I apologize in advance for how long I suspect this post will be. I did feel something preventing me from scrolling right to the bottom of the four-digit-post-number thread and have several thoughts banked up.
mtvcribs I hecking love that Hobbit Gamecube (and presumably PS2/Xbox) game. I will steal it back from my dad and replay it some day (I know he hasn’t touched it)
MDS-02 Harvest sounds like it has a lot in common with Rymdkapsel. Rymdkapsel has a much simpler combat system, where you simply construct defense rooms that can be manned by two of your workers. Most of the strategy of the defense is simply where you put these rooms and which of them have workers at what time. There is a lot of construction: of gardens which grow raw material, kitchens, that make those materials into food, dormitories where food can be used to make new units/workers, extraction centers which take resources from the environment, and engineering stations which can create some additional resource whose definition escapes me (they are all represented as shapes with differing colors). One of the more interesting challenges as you do better in your runs is optimizing where you construct the various rooms. You can assign each worker to a task - construction, cooking, defense - but cannot directly point them in the direction you want them to go to, sometimes observing your line shaped underlings taking an inefficient route while watching the enemy countdown move forward. Space is an interesting resource, especially as each room and traversal corridor is a tetromino shape which rotates with each new structure built.
connrrr I didn’t enjoy this game too much either. I think I enjoyed some of the shock moments more than you did, and I didn’t read the mental health subject matter as exploitative. I wholeheartedly agree with your perspective, but I didn’t get to it on my own; I’m surprised that I didn’t, considering my frustration with mental health depictions in other media - Silver Linings Playbook for one (perhaps amplified because I don’t think Jennifer Lawrence or Bradley Cooper could act their way out of a short pile of tissue paper). The main story beat of this game was somewhat unceremoniously spoiled by The Escapist’s Yahtzee of all people. That, and the final puzzle is kind of ruined by playing on console IMO.
As for what I’m playing, I’ve had Elden Ring as a background game cadence since about May. I recently picked up BotW for switch in a bizarre Target online order scenario. I’d played it on WiiU but wanted to revisit it without having to fiddle with the tablet (I like the WiiU but holding that thing is unpleasant). This would make it the third big game I’ve juggled with Elden Ring after AI: The Somnium Files 2 and Yakuza 0.
I am almost done with Danganronpa for the first time, and I love it. I knew I would enjoy it at least a bit after loving the Zero Escape games so much - I know they’re a different team under the same publisher, but the premise is fairly similar. I thoroughly enjoy the vibe of walking around the school, the music, the Ace Attorney Lite sections. I am excited to play the sequels and am currently imagining the repercussions of mentally ranking this above 999. The area I’ve found this game lacking is honestly in the amount of characters; there are segments where you can choose to “hang out” with 1 of the 14 other students there, and most of them I was viscerally disinterested in talking to until I had discovered how to max out everybody.

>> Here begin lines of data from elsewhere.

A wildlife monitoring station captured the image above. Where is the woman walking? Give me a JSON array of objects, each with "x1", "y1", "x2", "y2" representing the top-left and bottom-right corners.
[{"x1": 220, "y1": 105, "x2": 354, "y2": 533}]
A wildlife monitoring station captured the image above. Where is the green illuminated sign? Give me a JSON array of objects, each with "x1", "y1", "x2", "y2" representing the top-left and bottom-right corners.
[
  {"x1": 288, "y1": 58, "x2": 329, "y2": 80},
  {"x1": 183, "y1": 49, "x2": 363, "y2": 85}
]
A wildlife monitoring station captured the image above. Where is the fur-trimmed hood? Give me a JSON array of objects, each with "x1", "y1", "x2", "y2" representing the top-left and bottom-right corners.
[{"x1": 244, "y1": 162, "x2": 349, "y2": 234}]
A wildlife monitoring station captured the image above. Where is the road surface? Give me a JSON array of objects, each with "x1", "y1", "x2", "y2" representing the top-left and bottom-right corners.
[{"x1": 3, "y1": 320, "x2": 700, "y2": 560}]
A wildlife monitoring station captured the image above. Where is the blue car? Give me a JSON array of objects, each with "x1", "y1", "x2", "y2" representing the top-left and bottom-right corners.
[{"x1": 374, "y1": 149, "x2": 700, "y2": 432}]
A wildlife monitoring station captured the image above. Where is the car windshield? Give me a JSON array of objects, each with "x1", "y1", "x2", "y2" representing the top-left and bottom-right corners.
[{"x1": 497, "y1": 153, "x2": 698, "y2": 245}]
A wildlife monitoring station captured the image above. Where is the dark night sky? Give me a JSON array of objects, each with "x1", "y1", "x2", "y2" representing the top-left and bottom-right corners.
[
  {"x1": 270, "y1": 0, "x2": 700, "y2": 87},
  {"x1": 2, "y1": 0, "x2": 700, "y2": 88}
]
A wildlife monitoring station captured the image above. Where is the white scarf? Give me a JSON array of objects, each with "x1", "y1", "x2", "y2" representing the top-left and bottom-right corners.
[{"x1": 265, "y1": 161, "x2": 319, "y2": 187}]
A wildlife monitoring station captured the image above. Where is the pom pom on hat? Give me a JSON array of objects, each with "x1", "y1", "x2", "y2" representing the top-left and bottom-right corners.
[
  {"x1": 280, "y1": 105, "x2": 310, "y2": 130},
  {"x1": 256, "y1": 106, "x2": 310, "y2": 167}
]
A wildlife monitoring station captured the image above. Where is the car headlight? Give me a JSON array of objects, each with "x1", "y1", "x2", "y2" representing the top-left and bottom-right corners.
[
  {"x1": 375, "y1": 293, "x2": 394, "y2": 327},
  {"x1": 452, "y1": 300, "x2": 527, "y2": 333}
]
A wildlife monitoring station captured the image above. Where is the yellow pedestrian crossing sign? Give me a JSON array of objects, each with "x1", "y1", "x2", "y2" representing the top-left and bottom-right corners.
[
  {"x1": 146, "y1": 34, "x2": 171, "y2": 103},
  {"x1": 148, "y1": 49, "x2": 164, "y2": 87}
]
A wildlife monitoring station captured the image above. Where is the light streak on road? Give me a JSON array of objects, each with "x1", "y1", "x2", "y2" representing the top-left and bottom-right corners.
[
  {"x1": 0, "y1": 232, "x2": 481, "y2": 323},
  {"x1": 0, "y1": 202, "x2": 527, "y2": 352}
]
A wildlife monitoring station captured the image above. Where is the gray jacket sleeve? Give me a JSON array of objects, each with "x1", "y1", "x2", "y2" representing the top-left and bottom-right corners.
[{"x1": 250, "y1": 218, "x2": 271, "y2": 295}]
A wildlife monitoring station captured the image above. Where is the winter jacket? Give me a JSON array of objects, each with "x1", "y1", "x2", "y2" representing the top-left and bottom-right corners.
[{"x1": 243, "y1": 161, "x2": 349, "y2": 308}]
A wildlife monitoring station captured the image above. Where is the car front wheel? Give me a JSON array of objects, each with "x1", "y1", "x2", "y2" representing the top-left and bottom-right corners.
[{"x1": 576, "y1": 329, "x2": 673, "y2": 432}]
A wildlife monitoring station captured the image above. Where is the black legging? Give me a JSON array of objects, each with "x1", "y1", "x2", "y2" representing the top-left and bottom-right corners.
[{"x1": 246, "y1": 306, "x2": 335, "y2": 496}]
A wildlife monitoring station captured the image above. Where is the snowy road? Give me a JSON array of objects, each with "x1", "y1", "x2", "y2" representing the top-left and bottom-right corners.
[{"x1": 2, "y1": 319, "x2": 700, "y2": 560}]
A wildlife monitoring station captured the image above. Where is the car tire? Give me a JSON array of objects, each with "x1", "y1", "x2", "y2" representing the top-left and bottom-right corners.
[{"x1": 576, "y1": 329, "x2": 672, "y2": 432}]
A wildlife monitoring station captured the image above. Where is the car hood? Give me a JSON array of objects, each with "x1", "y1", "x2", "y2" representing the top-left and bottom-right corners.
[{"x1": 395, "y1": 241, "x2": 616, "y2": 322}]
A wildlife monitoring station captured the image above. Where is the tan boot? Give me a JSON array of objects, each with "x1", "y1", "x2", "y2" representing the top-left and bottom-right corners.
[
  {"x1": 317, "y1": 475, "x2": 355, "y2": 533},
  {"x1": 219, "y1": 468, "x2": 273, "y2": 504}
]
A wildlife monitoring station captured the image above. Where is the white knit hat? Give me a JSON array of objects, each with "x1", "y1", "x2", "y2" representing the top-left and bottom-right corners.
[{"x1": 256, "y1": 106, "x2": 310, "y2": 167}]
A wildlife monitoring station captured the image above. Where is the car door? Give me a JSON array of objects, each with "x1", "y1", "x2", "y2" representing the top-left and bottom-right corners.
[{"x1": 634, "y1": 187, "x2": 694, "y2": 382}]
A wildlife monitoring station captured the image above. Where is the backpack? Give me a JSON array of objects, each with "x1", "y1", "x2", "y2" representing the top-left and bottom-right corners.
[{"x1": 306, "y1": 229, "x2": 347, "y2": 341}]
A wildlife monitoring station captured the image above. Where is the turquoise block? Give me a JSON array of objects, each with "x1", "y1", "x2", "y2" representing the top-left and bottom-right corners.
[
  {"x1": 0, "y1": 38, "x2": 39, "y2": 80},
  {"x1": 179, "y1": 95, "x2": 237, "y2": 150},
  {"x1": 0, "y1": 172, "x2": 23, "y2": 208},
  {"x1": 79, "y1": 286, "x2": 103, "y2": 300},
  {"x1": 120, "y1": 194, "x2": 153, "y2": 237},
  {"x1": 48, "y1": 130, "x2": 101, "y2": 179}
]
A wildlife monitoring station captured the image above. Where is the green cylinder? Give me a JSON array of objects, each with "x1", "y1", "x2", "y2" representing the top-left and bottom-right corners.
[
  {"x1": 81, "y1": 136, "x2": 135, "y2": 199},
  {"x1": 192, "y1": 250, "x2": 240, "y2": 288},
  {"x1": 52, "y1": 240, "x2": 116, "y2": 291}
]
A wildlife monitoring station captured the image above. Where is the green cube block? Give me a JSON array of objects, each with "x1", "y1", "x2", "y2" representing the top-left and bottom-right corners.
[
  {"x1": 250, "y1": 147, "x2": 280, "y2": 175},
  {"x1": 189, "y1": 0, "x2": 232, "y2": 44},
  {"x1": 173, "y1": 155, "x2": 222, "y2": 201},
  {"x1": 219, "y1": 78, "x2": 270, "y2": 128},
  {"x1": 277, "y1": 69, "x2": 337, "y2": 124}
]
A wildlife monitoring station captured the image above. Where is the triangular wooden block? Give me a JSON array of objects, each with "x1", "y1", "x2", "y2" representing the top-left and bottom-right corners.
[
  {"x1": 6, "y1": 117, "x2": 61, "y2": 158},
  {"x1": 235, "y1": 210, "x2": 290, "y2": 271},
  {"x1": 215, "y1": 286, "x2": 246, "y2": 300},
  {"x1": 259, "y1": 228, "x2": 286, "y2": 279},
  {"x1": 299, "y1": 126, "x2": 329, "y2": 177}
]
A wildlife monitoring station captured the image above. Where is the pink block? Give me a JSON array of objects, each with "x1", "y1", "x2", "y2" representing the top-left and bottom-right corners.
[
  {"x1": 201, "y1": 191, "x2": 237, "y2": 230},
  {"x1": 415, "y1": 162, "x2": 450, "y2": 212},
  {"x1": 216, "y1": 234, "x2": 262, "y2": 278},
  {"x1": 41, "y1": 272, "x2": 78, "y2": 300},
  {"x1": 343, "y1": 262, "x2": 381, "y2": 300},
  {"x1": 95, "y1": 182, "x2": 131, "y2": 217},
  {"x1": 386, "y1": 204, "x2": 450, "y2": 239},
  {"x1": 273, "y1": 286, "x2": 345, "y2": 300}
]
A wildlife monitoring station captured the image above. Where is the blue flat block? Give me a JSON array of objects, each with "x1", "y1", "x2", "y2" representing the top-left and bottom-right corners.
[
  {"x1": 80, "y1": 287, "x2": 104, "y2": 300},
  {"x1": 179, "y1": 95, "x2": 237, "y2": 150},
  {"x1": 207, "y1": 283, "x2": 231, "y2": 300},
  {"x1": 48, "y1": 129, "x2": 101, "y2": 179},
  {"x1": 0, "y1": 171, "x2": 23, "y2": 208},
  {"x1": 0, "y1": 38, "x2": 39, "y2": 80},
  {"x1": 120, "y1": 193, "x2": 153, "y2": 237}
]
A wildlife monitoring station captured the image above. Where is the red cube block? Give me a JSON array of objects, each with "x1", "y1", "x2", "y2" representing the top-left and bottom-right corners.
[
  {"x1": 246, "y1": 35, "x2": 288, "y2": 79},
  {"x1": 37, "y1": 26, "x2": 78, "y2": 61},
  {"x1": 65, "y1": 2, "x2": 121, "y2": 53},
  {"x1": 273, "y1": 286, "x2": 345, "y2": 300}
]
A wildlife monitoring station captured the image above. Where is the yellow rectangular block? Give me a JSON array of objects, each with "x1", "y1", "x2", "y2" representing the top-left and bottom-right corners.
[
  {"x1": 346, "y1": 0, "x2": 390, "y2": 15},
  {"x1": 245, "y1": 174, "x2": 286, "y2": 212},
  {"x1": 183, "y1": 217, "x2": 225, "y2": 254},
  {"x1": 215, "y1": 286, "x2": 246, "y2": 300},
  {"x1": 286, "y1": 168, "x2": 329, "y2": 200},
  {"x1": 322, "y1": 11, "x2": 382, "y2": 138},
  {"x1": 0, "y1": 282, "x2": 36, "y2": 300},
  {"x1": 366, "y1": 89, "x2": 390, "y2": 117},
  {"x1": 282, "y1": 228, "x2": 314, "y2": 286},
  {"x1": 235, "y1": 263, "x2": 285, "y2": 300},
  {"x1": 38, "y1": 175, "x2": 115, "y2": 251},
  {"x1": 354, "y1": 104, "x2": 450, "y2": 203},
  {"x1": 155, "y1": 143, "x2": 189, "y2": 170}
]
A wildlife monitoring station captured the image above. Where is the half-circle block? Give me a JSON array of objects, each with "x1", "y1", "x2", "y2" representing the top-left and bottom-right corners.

I, somewhat arrogantly, think I’ve solved the philosophical dilemma of the game though (big spoilers): If all fourteen of the other students murdered the rich kid, Caesar style and didn’t point the finger at each other, they would all escape. This hinges on everyone agreeing that daddy’s money fueled sociopaths are less human than other people, so maybe it would work better if this was set in the current year.
I tried to play LA Noire in anticipation of Action Button S2E2, but I didn’t really like it too much. The interrogation mechanic felt somewhat shallow compared to Ace Attorney, which is admittedly a lot more gamified and pulpy. This is my first Rockstar game, and I can sense some of the realism that I saw both disparaged and celebrated during RDR2’s press cycle. Maybe I’ll pick this up again.
I’ve plugged about 20 hours into Pokemon Scarlet. I don’t like it that much. I played Shield close to when it came out and adored it. I think the open world format doesn’t work all that well for Pokemon whereas the wild area in Gen VIII felt pretty novel and interesting. I haven’t checked out Legends, and maybe I’d enjoy that more. I’ll likely finish this spurred on by some of the cool new mons.